Social Foundations of Computation
Social foundations of computation support the design, use, and evaluation of algorithms in social contexts, as well as the mitigation of harms caused by algorithmic decision making.
Focus research areas include:
- Machine learning and algorithmic decision making in social contexts. Applying machine learning in social contexts runs into century-old unresolved questions about the limits of prediction and the predictability of social events. The need to optimize, learn, and intervene in dynamic environments challenges prevailing problem formulations and objectives in the field.
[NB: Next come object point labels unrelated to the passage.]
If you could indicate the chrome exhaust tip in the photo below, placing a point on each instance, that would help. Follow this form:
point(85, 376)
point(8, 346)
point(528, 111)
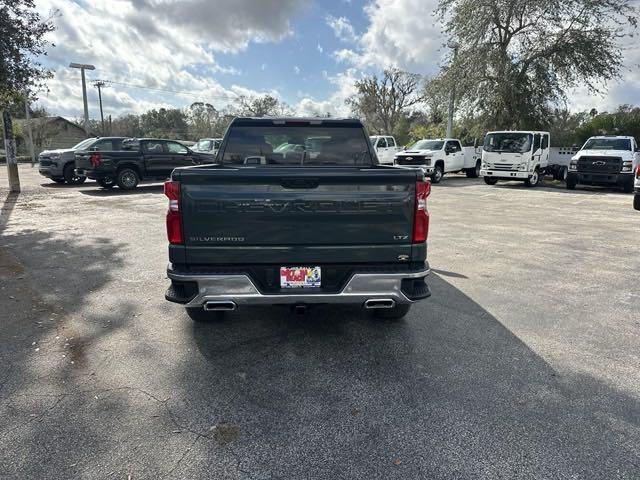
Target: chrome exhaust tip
point(224, 306)
point(379, 303)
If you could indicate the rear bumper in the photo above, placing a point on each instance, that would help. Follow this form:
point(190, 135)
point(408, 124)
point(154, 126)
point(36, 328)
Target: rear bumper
point(197, 290)
point(93, 174)
point(50, 171)
point(426, 169)
point(505, 174)
point(615, 179)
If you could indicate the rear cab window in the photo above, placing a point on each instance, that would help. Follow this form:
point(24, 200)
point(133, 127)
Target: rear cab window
point(296, 144)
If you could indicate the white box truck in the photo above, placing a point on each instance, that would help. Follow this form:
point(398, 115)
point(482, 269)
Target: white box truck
point(515, 155)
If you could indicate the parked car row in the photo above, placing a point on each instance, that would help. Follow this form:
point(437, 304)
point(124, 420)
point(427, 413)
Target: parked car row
point(123, 161)
point(523, 155)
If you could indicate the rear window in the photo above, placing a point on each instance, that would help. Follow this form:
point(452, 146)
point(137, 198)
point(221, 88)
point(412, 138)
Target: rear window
point(291, 145)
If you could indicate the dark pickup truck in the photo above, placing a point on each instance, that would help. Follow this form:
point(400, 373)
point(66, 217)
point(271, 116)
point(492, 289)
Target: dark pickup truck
point(321, 224)
point(139, 159)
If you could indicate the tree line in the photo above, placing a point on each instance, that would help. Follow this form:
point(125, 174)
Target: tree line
point(510, 65)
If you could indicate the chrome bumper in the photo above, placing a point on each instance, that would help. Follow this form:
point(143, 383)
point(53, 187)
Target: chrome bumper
point(240, 290)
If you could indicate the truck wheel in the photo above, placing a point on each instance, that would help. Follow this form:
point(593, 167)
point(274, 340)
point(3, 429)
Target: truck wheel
point(474, 172)
point(534, 180)
point(437, 174)
point(107, 183)
point(395, 313)
point(200, 315)
point(127, 179)
point(70, 177)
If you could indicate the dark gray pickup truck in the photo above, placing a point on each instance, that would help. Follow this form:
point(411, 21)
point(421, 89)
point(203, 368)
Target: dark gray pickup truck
point(318, 224)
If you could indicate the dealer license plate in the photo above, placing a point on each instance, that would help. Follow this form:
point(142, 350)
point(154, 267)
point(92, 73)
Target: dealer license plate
point(299, 277)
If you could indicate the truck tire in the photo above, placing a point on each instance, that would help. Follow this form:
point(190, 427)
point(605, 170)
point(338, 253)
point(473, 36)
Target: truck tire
point(70, 177)
point(127, 179)
point(395, 313)
point(534, 180)
point(474, 172)
point(438, 173)
point(107, 183)
point(200, 315)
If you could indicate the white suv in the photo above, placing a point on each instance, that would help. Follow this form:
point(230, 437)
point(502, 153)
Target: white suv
point(605, 160)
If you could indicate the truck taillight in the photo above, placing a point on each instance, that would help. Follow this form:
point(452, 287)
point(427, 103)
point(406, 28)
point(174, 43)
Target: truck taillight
point(95, 159)
point(421, 215)
point(174, 217)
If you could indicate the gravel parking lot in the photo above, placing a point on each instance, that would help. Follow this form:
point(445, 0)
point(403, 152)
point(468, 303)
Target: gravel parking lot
point(525, 362)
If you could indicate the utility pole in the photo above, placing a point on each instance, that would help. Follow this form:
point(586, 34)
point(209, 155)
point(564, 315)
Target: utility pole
point(83, 67)
point(10, 149)
point(452, 98)
point(100, 84)
point(27, 116)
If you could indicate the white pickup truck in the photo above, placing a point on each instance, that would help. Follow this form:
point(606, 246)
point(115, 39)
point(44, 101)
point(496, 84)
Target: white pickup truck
point(439, 156)
point(636, 190)
point(385, 147)
point(605, 160)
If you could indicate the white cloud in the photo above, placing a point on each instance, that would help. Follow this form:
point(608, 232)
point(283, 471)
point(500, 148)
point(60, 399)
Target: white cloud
point(345, 87)
point(401, 33)
point(154, 43)
point(342, 28)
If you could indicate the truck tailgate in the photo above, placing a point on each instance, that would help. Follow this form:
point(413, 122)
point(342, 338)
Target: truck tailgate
point(296, 215)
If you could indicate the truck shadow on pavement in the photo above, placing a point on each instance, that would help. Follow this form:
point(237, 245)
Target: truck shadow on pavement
point(50, 354)
point(449, 392)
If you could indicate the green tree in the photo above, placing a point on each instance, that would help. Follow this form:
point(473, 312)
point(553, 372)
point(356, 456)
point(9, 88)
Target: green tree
point(202, 119)
point(261, 106)
point(164, 123)
point(22, 41)
point(382, 101)
point(515, 59)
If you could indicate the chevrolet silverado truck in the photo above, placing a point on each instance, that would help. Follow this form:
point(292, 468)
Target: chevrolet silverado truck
point(59, 165)
point(139, 159)
point(606, 161)
point(261, 227)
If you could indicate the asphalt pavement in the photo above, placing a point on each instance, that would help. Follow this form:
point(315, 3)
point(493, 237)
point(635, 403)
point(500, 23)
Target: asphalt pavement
point(525, 362)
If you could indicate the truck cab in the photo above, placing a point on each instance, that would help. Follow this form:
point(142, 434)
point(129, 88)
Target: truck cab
point(515, 155)
point(439, 156)
point(385, 147)
point(606, 161)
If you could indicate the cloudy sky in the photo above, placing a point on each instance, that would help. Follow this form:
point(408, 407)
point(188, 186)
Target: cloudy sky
point(306, 52)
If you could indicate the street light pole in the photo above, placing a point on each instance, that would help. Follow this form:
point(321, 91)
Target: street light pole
point(83, 67)
point(27, 116)
point(452, 97)
point(100, 84)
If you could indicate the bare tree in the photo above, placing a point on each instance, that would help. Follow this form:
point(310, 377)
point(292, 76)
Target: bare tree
point(381, 102)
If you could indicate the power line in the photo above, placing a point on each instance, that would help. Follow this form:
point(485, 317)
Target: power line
point(144, 87)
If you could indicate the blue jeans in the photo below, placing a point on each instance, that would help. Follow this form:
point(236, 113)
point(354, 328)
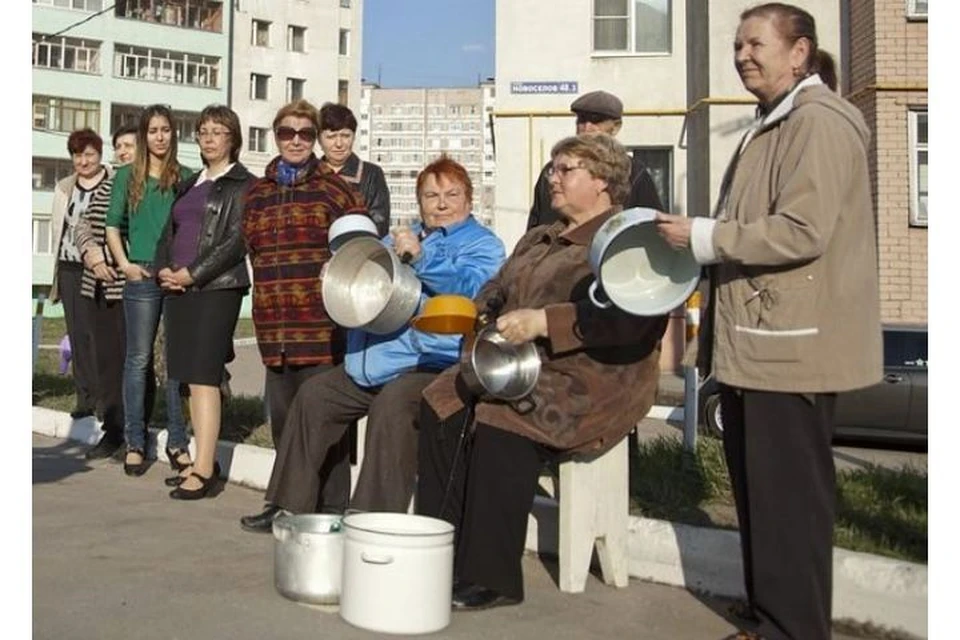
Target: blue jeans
point(142, 306)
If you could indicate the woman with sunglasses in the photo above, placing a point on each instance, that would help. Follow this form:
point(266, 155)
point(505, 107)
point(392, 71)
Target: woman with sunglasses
point(288, 213)
point(200, 264)
point(597, 112)
point(140, 202)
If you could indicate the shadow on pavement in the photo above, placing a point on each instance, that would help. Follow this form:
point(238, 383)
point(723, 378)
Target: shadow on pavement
point(51, 464)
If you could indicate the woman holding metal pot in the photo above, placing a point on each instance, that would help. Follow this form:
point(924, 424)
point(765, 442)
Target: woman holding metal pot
point(599, 374)
point(793, 312)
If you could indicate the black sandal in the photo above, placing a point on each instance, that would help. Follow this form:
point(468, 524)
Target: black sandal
point(173, 455)
point(135, 469)
point(195, 494)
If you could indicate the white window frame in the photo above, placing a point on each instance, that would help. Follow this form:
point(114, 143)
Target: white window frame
point(914, 13)
point(631, 50)
point(253, 86)
point(291, 82)
point(291, 38)
point(254, 31)
point(918, 218)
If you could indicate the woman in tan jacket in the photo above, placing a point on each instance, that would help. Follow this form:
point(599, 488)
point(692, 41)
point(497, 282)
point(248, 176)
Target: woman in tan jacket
point(599, 374)
point(793, 315)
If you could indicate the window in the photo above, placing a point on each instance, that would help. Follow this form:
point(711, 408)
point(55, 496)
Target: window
point(658, 162)
point(69, 54)
point(917, 9)
point(260, 33)
point(296, 38)
point(294, 89)
point(257, 140)
point(206, 15)
point(160, 65)
point(918, 167)
point(42, 240)
point(632, 26)
point(258, 86)
point(83, 5)
point(47, 172)
point(64, 114)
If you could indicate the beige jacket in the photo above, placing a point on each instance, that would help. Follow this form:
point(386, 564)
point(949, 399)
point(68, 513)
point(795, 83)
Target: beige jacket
point(794, 301)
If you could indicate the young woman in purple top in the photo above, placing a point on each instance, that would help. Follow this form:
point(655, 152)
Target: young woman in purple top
point(200, 265)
- Models of social and economic interaction. Formal models of social action give a mathematical basis for reasoning about individuals, their actions and reactions, relationships, structures, and populations. Economic models come in when studying incentives, competition, and collaboration in applications of machine learning.
- Normative goals and mitigation of harms. Histories of the politics and misuse of formal models inform proposed technical solutions. Discrimination and inequality in the allocation of opportunities and resources are major concerns as algorithms increasingly influence people’s life chances. A study of harms ties into a precise specification and pursuit of normative goals, such as fairness.
- Scientific foundations. The department confronts the ongoing methodological crisis in the empirical sciences with an emphasis on the collective practices of scientific communities including dataset creation, experimentation, and benchmarking. Reliability and validity, generalization, and extrapolation are fundamental subjects of research, studied in context rather than in statistical isolation.
Situated within the Max Planck Institute for Intelligent Systems in Tübingen, the department extends the expertise of the institute in machine learning, artificial intelligence, robotics and physical systems in the direction of sociotechnical systems. The department engages a growing community of scholars that study computation through a social lens, interrogating formal processes that sort, allocate, and classify. Integrating empirical and theoretical research, social foundations of computation also build on descriptive, normative, and critical perspectives from the humanities and social sciences.